Por lo que respecta a las fábricas de algodón, el aumento es también progresivo: en 1796 hay un total de 135 fábricas de estampado de lienzo y algodón, más 35 fábricas de tejidos de diversos tipos. De acuerdo con este ritmo de crecimiento, Cataluña ocupa en 1785, fecha en que se introducen las primeras máquinas tipo "Jenny" a la Real Compañía de Hilados de Algodón de Barcelona (creada por Carlos III), el segundo lugar como potencia algodonera, detrás de Inglaterra. El mercado nacional, y sobre todo el americano, son los clientes del hilado y tejido de algodón, sector que en vísperas de la guerra de la Independencia ocupa a más de 20.000 personas, que trabajan en más de 4.000 telares distribuidos en pequeñas empresas de tipo familiar. La destrucción de la infraestructura textil durante la guerra es el punto final de esta dinámica de corte europeo.

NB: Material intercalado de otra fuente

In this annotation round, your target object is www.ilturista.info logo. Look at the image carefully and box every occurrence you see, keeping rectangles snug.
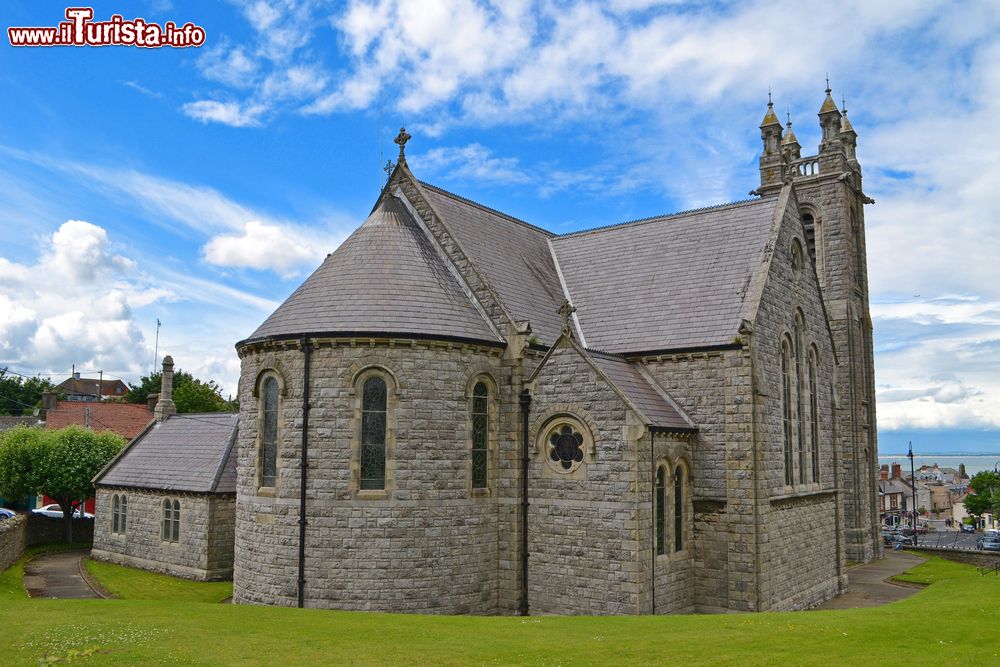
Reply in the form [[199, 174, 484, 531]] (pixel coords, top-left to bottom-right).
[[8, 7, 206, 48]]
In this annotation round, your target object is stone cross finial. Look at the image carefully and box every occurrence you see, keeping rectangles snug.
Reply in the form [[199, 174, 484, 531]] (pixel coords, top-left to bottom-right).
[[557, 299, 577, 336], [394, 127, 411, 158], [383, 159, 394, 184]]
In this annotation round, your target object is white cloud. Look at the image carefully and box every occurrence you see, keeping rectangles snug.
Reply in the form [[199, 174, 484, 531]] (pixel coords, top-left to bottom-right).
[[202, 220, 343, 278], [415, 144, 531, 185], [197, 41, 260, 88], [0, 220, 166, 380], [182, 100, 267, 128]]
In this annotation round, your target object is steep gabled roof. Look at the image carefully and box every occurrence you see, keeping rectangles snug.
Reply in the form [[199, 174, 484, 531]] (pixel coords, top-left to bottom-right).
[[550, 198, 778, 353], [46, 401, 153, 441], [419, 183, 566, 344], [94, 413, 238, 493], [242, 195, 501, 346]]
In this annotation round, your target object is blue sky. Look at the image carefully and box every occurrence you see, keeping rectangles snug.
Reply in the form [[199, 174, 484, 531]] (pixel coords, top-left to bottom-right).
[[1, 1, 999, 454]]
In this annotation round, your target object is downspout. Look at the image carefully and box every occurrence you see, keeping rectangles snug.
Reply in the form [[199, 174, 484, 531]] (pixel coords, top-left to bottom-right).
[[745, 327, 763, 612], [297, 337, 311, 608], [518, 387, 531, 616], [650, 429, 655, 614]]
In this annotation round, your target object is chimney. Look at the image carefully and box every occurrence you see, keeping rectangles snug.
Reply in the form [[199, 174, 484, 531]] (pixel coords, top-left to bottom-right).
[[39, 391, 58, 421], [880, 464, 889, 481], [153, 355, 177, 422], [147, 392, 159, 412], [891, 463, 902, 480]]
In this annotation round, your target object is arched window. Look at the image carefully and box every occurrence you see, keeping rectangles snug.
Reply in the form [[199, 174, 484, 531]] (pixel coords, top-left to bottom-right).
[[782, 337, 794, 486], [852, 209, 865, 285], [795, 314, 806, 484], [260, 375, 279, 488], [809, 348, 819, 482], [360, 376, 387, 490], [471, 382, 488, 489], [162, 499, 180, 543], [673, 466, 684, 553], [802, 212, 816, 262], [112, 494, 120, 534], [121, 495, 127, 533], [655, 466, 666, 556]]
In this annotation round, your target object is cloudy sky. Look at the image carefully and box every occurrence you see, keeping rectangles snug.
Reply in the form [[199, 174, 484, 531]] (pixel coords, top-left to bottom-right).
[[1, 1, 998, 455]]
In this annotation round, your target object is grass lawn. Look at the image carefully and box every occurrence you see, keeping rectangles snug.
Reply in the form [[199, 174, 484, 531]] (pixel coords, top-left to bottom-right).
[[84, 559, 232, 603], [0, 555, 997, 665]]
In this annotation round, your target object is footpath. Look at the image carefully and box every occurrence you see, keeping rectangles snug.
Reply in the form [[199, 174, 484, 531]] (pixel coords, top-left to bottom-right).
[[813, 550, 926, 610], [22, 550, 102, 599]]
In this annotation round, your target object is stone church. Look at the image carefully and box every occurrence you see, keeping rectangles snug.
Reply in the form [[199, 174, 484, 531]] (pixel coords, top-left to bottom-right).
[[232, 86, 880, 615]]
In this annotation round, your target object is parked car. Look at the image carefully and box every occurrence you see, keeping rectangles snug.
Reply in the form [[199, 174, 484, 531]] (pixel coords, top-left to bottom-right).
[[884, 533, 916, 546], [31, 504, 94, 519], [0, 508, 15, 520], [960, 523, 976, 533], [976, 537, 1000, 552]]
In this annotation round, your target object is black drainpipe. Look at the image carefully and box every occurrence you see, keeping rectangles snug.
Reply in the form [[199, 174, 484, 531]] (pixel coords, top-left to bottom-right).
[[297, 337, 311, 608], [650, 430, 655, 614], [518, 387, 531, 616]]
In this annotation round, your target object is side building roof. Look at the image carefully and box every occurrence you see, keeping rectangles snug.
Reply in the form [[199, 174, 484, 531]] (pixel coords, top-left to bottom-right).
[[94, 413, 239, 494], [550, 198, 778, 353]]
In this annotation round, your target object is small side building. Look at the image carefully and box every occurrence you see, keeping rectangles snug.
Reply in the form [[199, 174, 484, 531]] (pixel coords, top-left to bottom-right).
[[91, 358, 238, 581]]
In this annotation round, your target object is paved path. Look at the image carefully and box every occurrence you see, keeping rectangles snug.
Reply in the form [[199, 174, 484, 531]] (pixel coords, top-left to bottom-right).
[[23, 550, 101, 599], [813, 550, 926, 610]]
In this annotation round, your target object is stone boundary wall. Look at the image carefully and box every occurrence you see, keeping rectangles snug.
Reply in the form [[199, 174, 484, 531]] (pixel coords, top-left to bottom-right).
[[907, 546, 1000, 569], [0, 514, 27, 571], [27, 514, 94, 546]]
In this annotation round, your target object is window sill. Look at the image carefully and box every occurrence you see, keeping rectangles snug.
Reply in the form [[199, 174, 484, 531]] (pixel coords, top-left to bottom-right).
[[471, 487, 491, 498], [356, 489, 389, 500], [772, 487, 835, 502], [256, 487, 276, 498]]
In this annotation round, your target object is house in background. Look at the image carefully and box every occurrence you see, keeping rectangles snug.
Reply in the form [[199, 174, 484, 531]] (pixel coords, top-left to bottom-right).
[[57, 372, 130, 401], [91, 357, 238, 581], [878, 464, 912, 527]]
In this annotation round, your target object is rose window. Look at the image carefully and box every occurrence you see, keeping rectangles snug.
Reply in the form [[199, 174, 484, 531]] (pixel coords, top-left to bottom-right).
[[548, 424, 585, 471]]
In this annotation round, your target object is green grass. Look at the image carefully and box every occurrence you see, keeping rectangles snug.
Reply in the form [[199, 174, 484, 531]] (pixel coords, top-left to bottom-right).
[[0, 555, 997, 665], [84, 559, 232, 603], [0, 543, 92, 600]]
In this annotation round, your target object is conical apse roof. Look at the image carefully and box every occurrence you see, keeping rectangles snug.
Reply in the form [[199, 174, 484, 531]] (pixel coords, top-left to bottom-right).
[[243, 195, 500, 345]]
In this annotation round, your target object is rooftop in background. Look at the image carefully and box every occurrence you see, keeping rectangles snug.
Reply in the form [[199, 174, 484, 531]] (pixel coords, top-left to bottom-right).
[[0, 415, 39, 432], [95, 412, 239, 494], [56, 375, 130, 401], [45, 401, 153, 441]]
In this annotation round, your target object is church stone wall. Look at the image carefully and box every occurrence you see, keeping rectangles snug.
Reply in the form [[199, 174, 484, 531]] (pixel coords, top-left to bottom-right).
[[639, 349, 752, 612], [92, 487, 232, 580], [748, 193, 846, 608], [526, 343, 643, 615], [234, 338, 505, 613]]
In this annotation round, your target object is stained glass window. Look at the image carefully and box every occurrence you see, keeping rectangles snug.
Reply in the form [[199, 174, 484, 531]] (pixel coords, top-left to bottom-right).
[[472, 382, 488, 489], [548, 424, 585, 471], [782, 338, 793, 486], [360, 376, 387, 490], [172, 500, 180, 542], [261, 376, 278, 487], [809, 350, 819, 482], [162, 499, 172, 541], [674, 467, 683, 553], [656, 466, 665, 555], [796, 314, 806, 485]]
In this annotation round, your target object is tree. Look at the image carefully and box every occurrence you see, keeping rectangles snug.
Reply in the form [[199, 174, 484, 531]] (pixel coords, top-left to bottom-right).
[[0, 368, 60, 416], [0, 425, 124, 541], [964, 470, 1000, 518], [125, 370, 235, 413], [0, 426, 43, 503]]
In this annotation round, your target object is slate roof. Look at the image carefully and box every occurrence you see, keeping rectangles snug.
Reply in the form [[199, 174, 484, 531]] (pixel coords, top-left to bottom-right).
[[95, 413, 239, 493], [588, 352, 694, 431], [46, 401, 153, 441], [420, 183, 566, 344], [244, 195, 500, 345], [550, 198, 778, 353]]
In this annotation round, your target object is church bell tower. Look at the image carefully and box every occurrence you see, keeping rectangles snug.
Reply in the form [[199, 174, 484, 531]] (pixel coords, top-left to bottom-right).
[[757, 82, 880, 563]]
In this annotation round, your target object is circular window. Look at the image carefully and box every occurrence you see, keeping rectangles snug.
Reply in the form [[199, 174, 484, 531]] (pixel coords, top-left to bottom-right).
[[543, 420, 590, 474]]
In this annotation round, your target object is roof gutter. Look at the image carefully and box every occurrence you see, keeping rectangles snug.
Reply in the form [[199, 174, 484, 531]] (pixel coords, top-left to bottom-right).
[[236, 331, 506, 352]]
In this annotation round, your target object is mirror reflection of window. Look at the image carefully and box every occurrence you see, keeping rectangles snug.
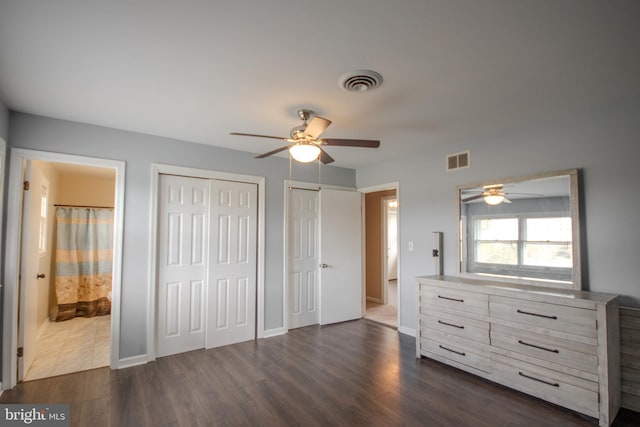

En cuanto a Vascongadas, la Real Sociedad de Amigos del País intenta crear un ambiente propicio para las nuevas técnicas de trabajo del hierro, mediante el envío de «becarios» a Suecia e Inglaterra, y el estudio y la experimentación en el Seminario de Vergara. La mentalidad conservadora de la burguesía y de la nobleza, dueñas de las ferrerías, supone un obstáculo a estas iniciativas, así que la actividad vasca continúa centrada durante el último tercio del siglo XVIII en el comercio que se ejerce desde Bilbao y San Sebastián, en Vitoria y en los puertos secos o aduaneros de Tolosa y Valmaseda, así como en Azpeitia.
Tampoco tienen éxito los esfuerzos realizados en Asturias para modernizar la explotación del carbón e iniciar la siderurgia.
Dos sectores que en el centro europeo aparecen como catalizadores de la revolución industrial, el agrario y el comercial, no sufrieron cambio alguno en la España del siglo XIX. El sector agrario continuó fijado a las estructuras tradicionales de orden técnico e institucional, y por ello no demanda productos de la siderurgia ni de la química. Pero lo más significativo son las estructuras agrarias, caracterizadas por la acumulación de la tierra en régimen de latifundio en la mitad meridional del país, y por la fragmentación de la propiedad en multitud de explotaciones en la mitad septentrional. Se añaden a los hechos anteriores unos bajísimos niveles de renta de los campesinos, lo que reduce también la demanda potencial de bienes para un posible mercado industrial.
Entre otros factores que obstaculizan la modernización, hay que citar la inestabilidad que suponen los numerosos cambios de gobierno, lo que se traduce en una política industrial contradictoria. Al proteccionismo moderado (1802-1819), sucede el liberalismo moderado (1820-1849) y un largo período de librecambismo (1849-1891), para terminar en un cerrado proteccionismo que caracterizará la política económica española hasta mediados del siguiente siglo. A las guerras de la Independencia y Carlistas sucede un ambiente de guerra civil e inestabilidad interior, que, añadido a las guerras coloniales (1813-1824) y a la progresiva desvinculación de América, dura hasta 1876 y acaba con el tenebroso cuadro de 1898.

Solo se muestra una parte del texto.